In Hopsworks, ML pipelines, and feature engineering can be fully done in python using the Hopsworks library and any framework or library of choice. From an external environment (e.g., google colab, or any other notebook environments) or simply within an Hopsworks enterprise environment.
Why use Python with Hopsworks?
Dataframes as first class-citizen
Intuitive data manipulation using dataframes, enabling easy transforms and cleaning of data for feature engineering. With a rich set of APIs and functions available in Python, dataframes provide a versatile and powerful way to explore and preprocess data.
Python native for Data Science
Python-native environment enables data scientists to leverage their Python skills to create robust operational ML pipelines and feature engineering workflows, while also allowing them to use their preferred Python frameworks and libraries.
Bring your code, frameworks and pipelines
Hopsworks' flexible platform allows users to bring their existing Python code, frameworks, and pipelines into the environment, enabling seamless integration and collaboration across teams
Think Python first
Scripts and notebooks; Hopsworks’ Python-first approach is designed to improve usability and collaboration across all data teams.
Practical and versatile; With the vast amount of libraries available, MLOps with Python is the preferred language for data science and ML engineering.
Ease of use and community; leverage the vast ecosystem and communities of developers; Learn more about community with Numfocus (link)

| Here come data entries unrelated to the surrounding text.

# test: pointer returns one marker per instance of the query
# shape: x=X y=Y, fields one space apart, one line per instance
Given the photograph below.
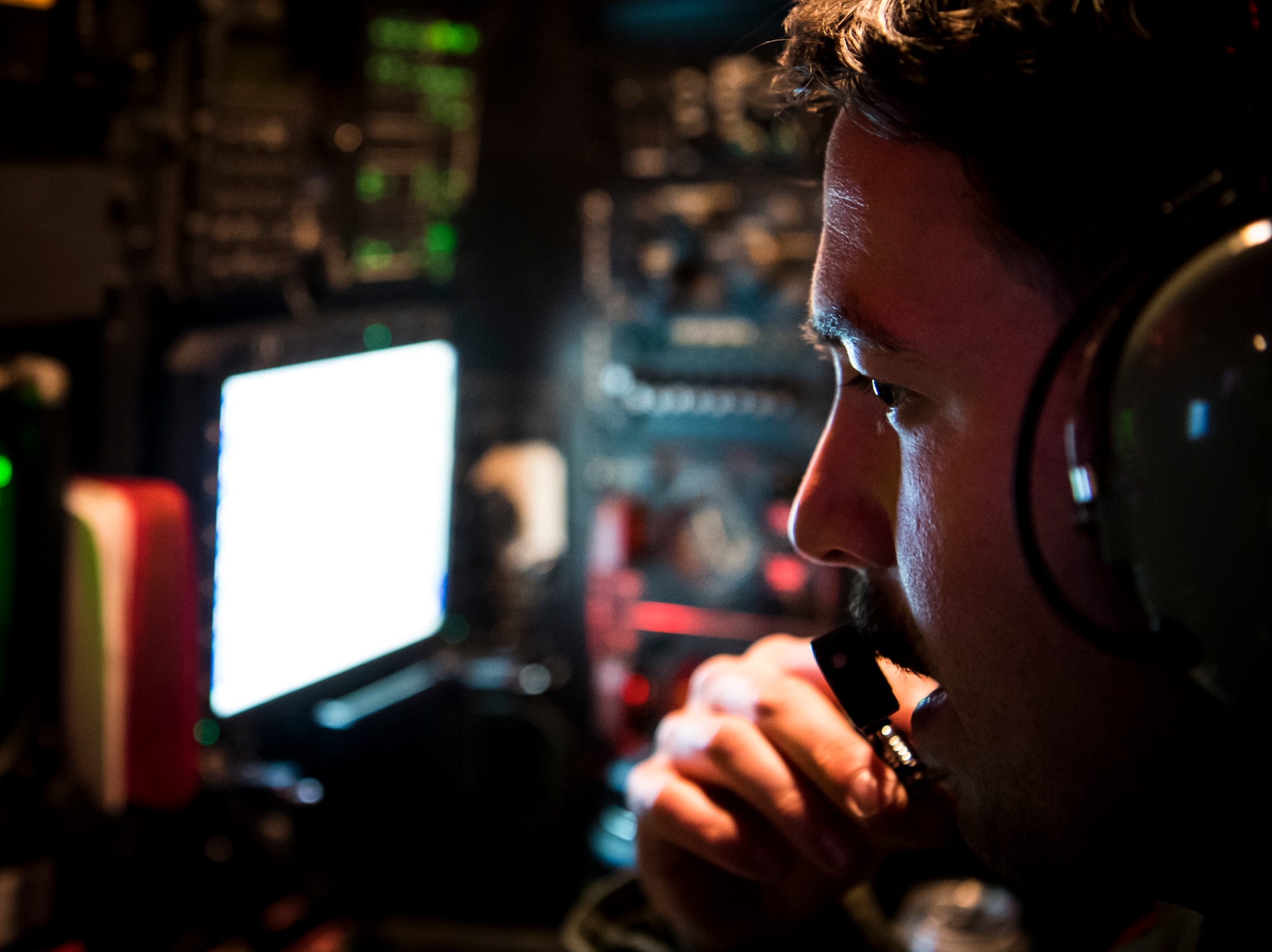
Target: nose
x=845 y=509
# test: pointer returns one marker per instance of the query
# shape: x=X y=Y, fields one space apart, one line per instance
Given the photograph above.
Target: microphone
x=852 y=668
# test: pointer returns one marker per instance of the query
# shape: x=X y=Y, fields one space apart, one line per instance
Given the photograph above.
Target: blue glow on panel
x=1199 y=419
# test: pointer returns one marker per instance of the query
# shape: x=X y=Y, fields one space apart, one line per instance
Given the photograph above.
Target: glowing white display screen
x=333 y=517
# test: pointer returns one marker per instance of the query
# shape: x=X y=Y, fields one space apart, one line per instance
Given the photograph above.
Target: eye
x=890 y=394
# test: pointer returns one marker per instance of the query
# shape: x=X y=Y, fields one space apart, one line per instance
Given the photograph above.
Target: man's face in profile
x=937 y=334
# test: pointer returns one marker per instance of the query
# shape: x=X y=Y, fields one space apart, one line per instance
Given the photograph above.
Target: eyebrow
x=835 y=325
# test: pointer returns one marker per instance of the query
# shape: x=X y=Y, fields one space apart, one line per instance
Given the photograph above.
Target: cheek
x=957 y=548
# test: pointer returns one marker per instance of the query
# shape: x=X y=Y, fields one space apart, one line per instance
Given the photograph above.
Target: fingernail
x=686 y=736
x=732 y=693
x=643 y=789
x=866 y=793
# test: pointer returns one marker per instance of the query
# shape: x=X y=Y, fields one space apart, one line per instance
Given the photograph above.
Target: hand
x=761 y=803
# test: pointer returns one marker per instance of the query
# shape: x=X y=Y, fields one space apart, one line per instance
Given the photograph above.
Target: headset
x=1161 y=390
x=1168 y=432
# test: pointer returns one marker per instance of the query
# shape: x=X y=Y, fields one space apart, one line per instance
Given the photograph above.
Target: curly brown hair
x=1077 y=119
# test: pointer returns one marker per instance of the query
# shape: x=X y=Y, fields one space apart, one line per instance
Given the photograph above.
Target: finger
x=731 y=752
x=791 y=654
x=807 y=727
x=727 y=834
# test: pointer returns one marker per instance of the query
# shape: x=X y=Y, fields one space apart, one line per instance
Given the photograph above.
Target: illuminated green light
x=413 y=36
x=447 y=38
x=377 y=338
x=446 y=82
x=441 y=238
x=371 y=185
x=207 y=732
x=372 y=255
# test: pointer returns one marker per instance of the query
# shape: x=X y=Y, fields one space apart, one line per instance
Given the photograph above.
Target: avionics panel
x=333 y=517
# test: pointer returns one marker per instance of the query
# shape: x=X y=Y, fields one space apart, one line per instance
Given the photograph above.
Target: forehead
x=906 y=244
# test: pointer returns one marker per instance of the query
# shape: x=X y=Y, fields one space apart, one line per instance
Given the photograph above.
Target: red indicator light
x=785 y=574
x=635 y=693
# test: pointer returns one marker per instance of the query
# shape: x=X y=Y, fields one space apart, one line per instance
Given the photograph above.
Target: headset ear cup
x=1061 y=530
x=1161 y=395
x=1189 y=497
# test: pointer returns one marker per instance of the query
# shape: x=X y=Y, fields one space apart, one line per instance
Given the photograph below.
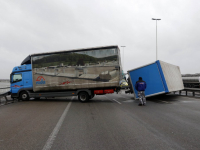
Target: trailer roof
x=76 y=50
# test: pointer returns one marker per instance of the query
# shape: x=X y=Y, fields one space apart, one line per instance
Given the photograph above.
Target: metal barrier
x=4 y=92
x=192 y=90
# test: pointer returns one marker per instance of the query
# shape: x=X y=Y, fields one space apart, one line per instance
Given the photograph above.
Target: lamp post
x=123 y=55
x=156 y=35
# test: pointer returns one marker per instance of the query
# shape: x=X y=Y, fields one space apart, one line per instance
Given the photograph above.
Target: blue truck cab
x=21 y=80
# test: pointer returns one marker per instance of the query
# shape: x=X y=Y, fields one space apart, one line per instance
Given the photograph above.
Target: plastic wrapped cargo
x=161 y=77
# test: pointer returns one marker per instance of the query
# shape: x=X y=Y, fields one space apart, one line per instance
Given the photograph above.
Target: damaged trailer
x=81 y=72
x=160 y=77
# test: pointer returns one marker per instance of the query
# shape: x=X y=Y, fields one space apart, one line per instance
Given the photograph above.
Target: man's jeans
x=142 y=97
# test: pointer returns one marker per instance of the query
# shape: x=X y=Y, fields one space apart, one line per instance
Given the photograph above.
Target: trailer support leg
x=6 y=100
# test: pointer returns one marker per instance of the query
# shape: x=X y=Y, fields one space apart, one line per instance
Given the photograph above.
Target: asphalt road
x=108 y=122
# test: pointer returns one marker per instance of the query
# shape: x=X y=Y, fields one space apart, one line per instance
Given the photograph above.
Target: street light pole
x=123 y=55
x=156 y=37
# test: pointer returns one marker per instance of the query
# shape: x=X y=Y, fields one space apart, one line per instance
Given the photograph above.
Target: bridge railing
x=193 y=91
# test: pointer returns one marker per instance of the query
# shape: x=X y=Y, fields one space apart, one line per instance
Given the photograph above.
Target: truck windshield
x=17 y=78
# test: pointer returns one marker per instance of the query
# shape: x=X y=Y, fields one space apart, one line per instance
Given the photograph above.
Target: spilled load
x=160 y=77
x=80 y=72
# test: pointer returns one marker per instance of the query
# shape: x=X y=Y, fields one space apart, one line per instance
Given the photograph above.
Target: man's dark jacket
x=140 y=85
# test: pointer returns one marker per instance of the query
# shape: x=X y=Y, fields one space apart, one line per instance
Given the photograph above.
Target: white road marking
x=117 y=101
x=55 y=131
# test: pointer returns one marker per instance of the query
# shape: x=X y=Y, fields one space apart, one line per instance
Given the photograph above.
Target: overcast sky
x=28 y=27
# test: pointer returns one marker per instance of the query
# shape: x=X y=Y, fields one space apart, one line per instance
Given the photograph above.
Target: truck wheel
x=24 y=96
x=83 y=97
x=91 y=96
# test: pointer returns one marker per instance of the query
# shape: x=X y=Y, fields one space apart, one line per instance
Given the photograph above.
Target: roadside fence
x=189 y=91
x=4 y=100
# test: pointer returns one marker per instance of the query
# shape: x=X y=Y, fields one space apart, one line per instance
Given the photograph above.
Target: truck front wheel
x=83 y=97
x=24 y=96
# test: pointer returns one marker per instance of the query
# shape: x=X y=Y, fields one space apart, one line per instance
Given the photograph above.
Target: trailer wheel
x=91 y=96
x=24 y=96
x=83 y=97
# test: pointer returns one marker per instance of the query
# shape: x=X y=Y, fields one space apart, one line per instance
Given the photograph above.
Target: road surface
x=107 y=122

Feature Pipeline, Training Pipeline and Inference pipelines
The Feature, Training and Inference (FTI) pipeline pattern is a powerful concept for building scalable and maintainable ML pipelines. Hopsworks fully supports the FTI pattern, allowing users to seamlessly transition from feature engineering through training to inference. By breaking down the pipeline into three distinct stages, users can optimize each stage separately and avoid costly mistakes. Hopsworks' feature store is designed to support the FTI pattern by providing a centralized location to store and manage features, making it easy to reuse and share features across pipelines.